難しいと思われる部分はどのようなところなのかを順番に説明していきます。

  1. 発達障害とは?

  2. 自閉スペクトラム症(ASD)の診断基準は?

  3. どのようなことが難しいの?

1.発達障害とは?

発達障害をDSM-5(アメリカ精神医学会が出している診断基準)では、

 

自閉スペクトラム症(ASD)
ADHD(注意欠如・多動症)
学習障害(限局性学習症、LD)
発達性協調運動障害
知的障害(知的能力障害)
コミュニケーション障害
チック症

などを含めて発達障害と呼よんでいます。

ですが実際に発達障害と言うと、「雰囲気が読めない人」と同義語的に「自閉スペクトラム症」のみを指している場合も多いと思います。

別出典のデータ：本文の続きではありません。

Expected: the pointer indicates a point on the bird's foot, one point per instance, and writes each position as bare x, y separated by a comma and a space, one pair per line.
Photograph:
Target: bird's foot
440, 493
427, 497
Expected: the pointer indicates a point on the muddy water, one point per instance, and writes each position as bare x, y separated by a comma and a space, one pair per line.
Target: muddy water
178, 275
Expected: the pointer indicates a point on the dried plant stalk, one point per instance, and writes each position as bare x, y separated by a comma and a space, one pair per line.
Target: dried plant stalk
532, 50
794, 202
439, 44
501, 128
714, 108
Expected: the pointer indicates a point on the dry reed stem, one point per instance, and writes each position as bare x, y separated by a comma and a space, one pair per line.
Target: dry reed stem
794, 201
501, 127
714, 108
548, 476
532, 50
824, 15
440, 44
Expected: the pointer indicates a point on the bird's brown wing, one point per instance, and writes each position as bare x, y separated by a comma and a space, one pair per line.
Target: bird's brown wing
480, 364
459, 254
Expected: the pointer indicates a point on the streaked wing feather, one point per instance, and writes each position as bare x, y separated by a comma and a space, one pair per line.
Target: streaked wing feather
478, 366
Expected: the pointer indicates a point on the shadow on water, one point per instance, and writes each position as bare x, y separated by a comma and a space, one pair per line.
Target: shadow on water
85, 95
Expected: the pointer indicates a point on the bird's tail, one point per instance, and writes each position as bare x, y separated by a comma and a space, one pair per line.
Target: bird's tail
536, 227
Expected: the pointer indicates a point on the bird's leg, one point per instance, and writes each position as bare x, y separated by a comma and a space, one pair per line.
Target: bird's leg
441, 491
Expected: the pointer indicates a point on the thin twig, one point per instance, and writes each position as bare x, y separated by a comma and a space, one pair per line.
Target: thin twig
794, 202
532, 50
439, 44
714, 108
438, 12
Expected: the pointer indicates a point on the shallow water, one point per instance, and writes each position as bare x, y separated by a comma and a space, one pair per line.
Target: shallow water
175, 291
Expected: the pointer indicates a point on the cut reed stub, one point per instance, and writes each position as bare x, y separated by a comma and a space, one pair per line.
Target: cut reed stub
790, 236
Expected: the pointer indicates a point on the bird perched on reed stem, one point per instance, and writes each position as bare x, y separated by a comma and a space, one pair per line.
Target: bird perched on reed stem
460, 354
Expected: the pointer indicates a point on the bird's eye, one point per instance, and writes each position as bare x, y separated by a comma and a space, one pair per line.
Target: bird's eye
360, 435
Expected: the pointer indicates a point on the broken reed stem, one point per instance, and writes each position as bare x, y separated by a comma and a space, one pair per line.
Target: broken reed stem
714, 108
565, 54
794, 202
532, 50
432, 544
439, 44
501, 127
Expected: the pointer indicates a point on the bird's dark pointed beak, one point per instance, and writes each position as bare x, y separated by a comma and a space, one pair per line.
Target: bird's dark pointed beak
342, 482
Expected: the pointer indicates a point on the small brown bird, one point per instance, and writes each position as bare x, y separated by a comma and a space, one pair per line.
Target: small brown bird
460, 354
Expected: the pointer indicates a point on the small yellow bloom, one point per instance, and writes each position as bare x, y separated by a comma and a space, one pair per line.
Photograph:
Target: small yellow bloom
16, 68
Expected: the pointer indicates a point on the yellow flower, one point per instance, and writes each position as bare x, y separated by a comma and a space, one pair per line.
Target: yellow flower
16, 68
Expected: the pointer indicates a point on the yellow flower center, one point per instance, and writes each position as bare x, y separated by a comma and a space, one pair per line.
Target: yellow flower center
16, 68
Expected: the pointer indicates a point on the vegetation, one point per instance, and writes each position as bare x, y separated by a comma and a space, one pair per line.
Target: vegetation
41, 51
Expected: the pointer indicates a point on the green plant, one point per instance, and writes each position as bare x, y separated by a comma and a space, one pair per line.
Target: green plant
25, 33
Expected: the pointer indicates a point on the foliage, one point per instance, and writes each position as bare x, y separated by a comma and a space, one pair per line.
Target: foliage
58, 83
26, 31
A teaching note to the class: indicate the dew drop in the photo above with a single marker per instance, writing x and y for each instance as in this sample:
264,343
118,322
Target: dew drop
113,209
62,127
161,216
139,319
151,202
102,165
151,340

また、少し前は広般性発達障害と呼ばれていましたが、DSMー5の名称変更により、
自閉スペクトラム症(ASD)と呼ばれることが多くなっています。

2.自閉スペクトラム症(ASD)の診断基準は?

◆ASDの診断基準としては、

①複数の状況で社会的コミュニケーションおよび対人的相互反応における持続的欠陥があること
②行動、興味、または活動の限定された反復的な様式が2つ以上あること
(情動的、反復的な身体の運動や会話、固執やこだわり、極めて限定され執着する興味、感覚刺激に対する過敏さまたは鈍感さ など)

③発達早期から1,2の症状が存在していること
④発達に応じた対人関係や学業的・職業的な機能が障害されていること
⑤これらの障害が、知的能力障害(知的障害)や全般性発達遅延ではうまく説明されないこと

(稲垣真澄、加賀佳美.ASD(自閉スペクトラム症、アスペルガー症候群について. e-ヘルスネット. https://www.e-healthnet.mhlw.go.jp/information/heart/k-03-005.html  厚生労働省. (2020))

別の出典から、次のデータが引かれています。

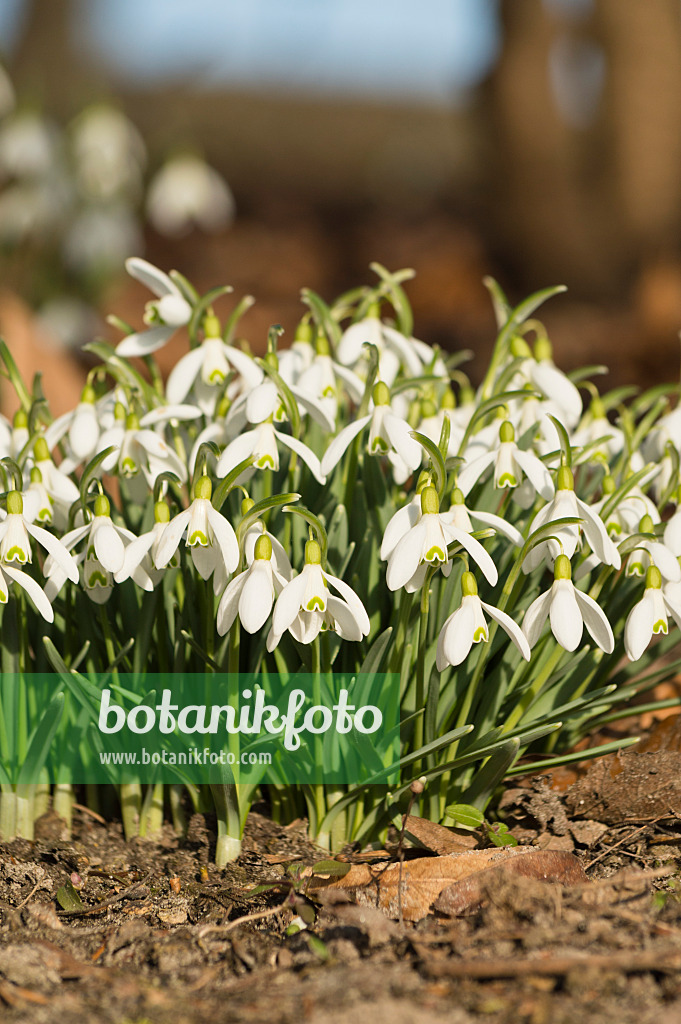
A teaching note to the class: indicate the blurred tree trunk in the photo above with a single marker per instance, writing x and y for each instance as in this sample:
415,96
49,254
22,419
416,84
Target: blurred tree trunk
588,204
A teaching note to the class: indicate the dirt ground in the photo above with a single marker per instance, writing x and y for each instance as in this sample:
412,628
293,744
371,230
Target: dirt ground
159,936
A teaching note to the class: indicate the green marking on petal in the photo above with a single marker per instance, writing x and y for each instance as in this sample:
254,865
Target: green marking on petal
16,554
198,538
96,578
507,480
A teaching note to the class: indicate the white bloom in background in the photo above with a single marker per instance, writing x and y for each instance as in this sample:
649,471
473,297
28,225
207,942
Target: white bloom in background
109,153
566,538
210,538
141,453
511,466
388,434
164,315
468,626
251,594
206,368
186,194
426,543
649,551
649,615
261,442
101,558
568,611
29,145
305,606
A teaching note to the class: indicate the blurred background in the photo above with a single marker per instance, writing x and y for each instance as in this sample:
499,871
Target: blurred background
278,143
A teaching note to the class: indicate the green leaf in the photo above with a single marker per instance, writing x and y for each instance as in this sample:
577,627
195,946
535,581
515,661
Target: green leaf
69,899
42,738
221,492
465,815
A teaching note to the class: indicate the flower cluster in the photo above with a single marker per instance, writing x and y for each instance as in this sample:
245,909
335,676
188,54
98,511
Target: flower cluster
351,502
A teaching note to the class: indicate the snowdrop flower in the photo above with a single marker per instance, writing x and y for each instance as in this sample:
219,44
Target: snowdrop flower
60,487
305,606
15,534
649,615
186,193
540,371
393,348
143,550
426,543
210,538
261,442
460,516
468,626
207,368
101,558
568,611
510,464
141,453
251,594
323,382
388,434
566,538
38,505
80,427
649,551
164,315
109,152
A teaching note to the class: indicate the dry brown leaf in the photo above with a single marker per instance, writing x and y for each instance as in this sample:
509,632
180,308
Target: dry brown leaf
425,879
437,838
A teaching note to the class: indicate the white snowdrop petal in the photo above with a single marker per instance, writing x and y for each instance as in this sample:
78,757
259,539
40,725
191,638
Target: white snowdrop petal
566,624
596,622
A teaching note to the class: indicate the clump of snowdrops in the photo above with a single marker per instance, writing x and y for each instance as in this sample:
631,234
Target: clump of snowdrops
345,503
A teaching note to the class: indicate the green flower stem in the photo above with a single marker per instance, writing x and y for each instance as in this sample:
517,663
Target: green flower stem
62,802
7,813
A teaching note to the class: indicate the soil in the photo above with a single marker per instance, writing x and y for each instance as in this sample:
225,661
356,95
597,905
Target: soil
159,938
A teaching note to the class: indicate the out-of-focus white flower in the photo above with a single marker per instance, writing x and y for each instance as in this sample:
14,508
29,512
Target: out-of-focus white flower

というのが診断基準です。つまりは、①、②の症状が主になります。
そして、社会に出ていくとき他者との関係性において、コミュニケーションの「対人相互性」の問題と言うのが大きく影響してきます。

次にその点について、説明します。

3.どのようなことが難しいの?

相互性というのはどういうこと?と思われると思いますが、私たちは相手の声のトーンや口調、話すときの表情など、いろいろなものを見て感じ返答をします。
いわゆる相手がどう反応するかで反応を変えている訳です。
その相手の反応を読みとり、それに応じた反応をする。そうすることに困難さがあるということです。

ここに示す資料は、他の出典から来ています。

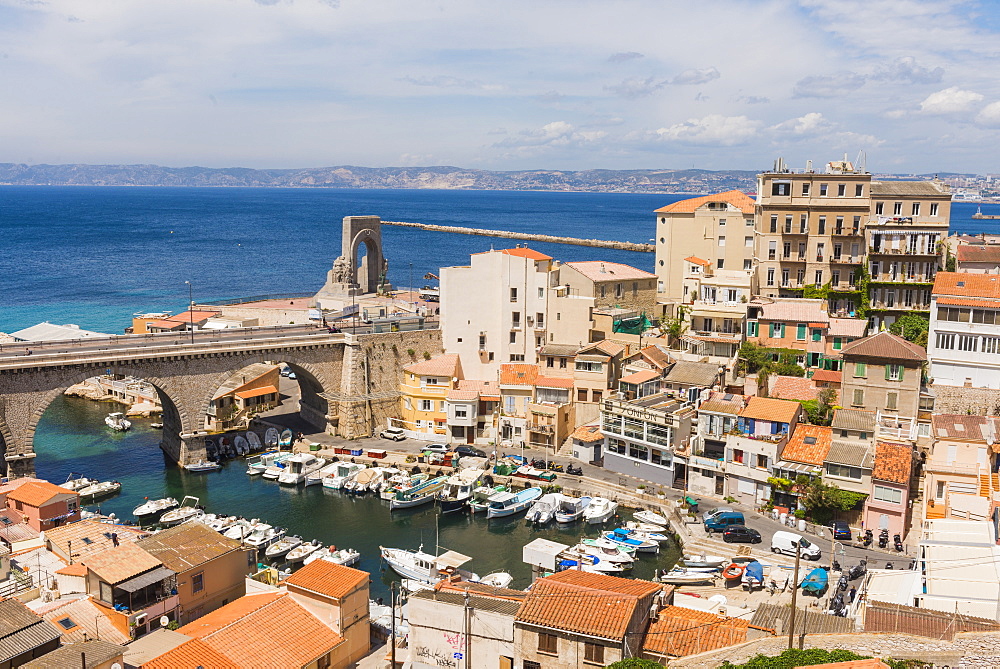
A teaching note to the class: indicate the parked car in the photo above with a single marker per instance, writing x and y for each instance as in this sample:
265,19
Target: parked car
741,534
841,530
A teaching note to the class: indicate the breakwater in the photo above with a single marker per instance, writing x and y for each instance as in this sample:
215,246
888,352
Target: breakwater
552,239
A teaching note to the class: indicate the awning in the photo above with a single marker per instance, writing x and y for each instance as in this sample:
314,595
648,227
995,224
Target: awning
143,580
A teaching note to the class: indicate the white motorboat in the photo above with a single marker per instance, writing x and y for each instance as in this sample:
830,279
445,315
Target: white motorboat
298,467
76,481
188,509
282,546
203,466
600,510
425,567
650,517
153,508
117,421
102,489
570,509
343,473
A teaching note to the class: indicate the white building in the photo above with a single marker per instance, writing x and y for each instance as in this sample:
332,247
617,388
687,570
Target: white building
963,346
493,310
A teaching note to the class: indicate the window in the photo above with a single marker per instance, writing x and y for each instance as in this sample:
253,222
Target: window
886,494
592,652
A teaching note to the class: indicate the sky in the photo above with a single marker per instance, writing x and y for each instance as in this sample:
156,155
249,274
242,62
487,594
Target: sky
503,84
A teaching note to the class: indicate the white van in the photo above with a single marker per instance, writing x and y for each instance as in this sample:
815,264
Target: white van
784,542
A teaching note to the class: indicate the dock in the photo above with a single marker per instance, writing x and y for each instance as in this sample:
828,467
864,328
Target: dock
528,236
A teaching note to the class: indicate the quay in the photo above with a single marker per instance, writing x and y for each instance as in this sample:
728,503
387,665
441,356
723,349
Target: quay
552,239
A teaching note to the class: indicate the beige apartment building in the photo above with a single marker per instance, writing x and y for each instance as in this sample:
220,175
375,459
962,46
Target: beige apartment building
718,228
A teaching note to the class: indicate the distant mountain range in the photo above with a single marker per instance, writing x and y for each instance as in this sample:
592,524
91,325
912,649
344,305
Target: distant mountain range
348,176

ですから、ASDのお子さんには、表情やニュアンスで分かってもらおうということが比較的難しいと言われています。

そのため、ASDのお子さんに対しては

具体的に言語表現で伝える。
誤解を与えるような抽象的表現をとらないなど。
なるべく誤解を生まないコミュニケーションがいいわけですね。

たまに、親御さんの中には、具体的に伝えているばかりでは、一般的なコミュニケーションがとれなくなるのではと不安になってしまう方もいらっしゃると思います。
だからあえて一般的な話し方をしているという親御さんにも出会ったことがあります。

ただ、それは本人にとって、酷というものです。英語が分からないのに英語で無理矢理話しかけているようなものなのです。

しかし、永遠に分からないままというわけではありません。英語だって文法や語彙を覚えていけば理解できるようになります。

ASDのお子さんだって、理解の仕方を伝えていって覚えてもらえば少しは理解できるようになります。
そのために、コミュニケーションの練習や理解の仕方を訓練していくのです。

根本的な特性の変化は難しくても、特性を持ちながらもその子に合った社会に適応する方法を身につけ、
一緒に歩んでいく、それが当塾で行っていることなのです。